Oh well, Cs get degrees, you know?”

It was just an offhand joke made by a friend in my undergraduate German class after seeing the grade on a paper he hadn’t particularly cared about, but it felt someone had slapped me in the face. No, I didn't know that Cs got degrees. I had never even considered the possibility that anything less than a sparkly clean, straight A transcript would earn me a very expensive piece of paper on graduation day. I learned later that it earned me an empty, plastic diploma cover on graduation day and the very expensive piece of paper in the mail eight weeks later, but I digress. The comment was a revelation.

It was as if the clouds had opened outside the classroom window and G-d himself was yelling, “Hey, dumbass, you don’t have to be perfect!” at me through the glass.

But I did, even if everyone else didn’t. I needed to be.

I’m not sure where I picked up the mentality that I had to be the best at everything I tried. Perhaps it was a consequence of being the eldest child with a needy younger brother who was the object of my parents’ attention, an effort to get them to notice me during their messy divorce. Whatever the case, somewhere along the line, I latched onto academic success as a source of self worth. I judged myself by the grades I received, the praise of my teachers.
           
Nobody ever told me not to, which was as good as saying, “Yes, keep doing it!” Elementary, middle, high school and college all hounded me with the conception that my record needed to be flawless. You’re never going to get into college and you’re never going to get a job and you’re going to die hungry and ALONE if you don’t get an A on this geometry quiz, you know, right? The earth is literally going to explode into a fiery ball of death if you don’t get 5s on all of these AP tests, take some responsibility, please! You see everyone else’s grades on the roster that was just passed around? You're never going to get anywhere unless you Beat. Them. Down.

I didn’t realize how damaging this was until I was in my twenties, drudging through graduate school. I was a chatterbox in class and all of my professors liked me, but when it came time to write my final essay, I would spend weeks agonizing over it.

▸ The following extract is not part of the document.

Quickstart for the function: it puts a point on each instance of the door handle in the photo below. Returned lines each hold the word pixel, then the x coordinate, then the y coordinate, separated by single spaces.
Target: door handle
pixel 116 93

Hours upon hours, sleepless night after sleepless night, shut up in my bedroom, for a single paper that I would inevitably get an A on. Panic attacks became more frequent, I burst into tears in public, I disengaged from friends for weeks at a time. I loved my classes, but they were clearly making me miserable.
 
It wasn’t easy unpacking my emotional attachment to academic success. I learned to accept help during the process. And ultimately, I came to see that I will never be in a situation where it matters whether my presentation got a 98 or a 78. No HR person interviewing me for the job of my dreams is going to ask me to pull out my professor’s comments on this one essay from this one semester in this one year. It doesn’t matter if a friend receives a B and I get a C. It doesn’t reflect on who we are, what we are worth.

Despite being well aware of all this now, I still struggle with not letting my grades get to me. And that’s okay. I don’t have to be perfect. A job or a teacher’s admiration isn’t worth sacrificing your mental physical wellbeing. Your value is not and never will be determined by your GPA. As a wise Jewish Canadian once said: YOLO.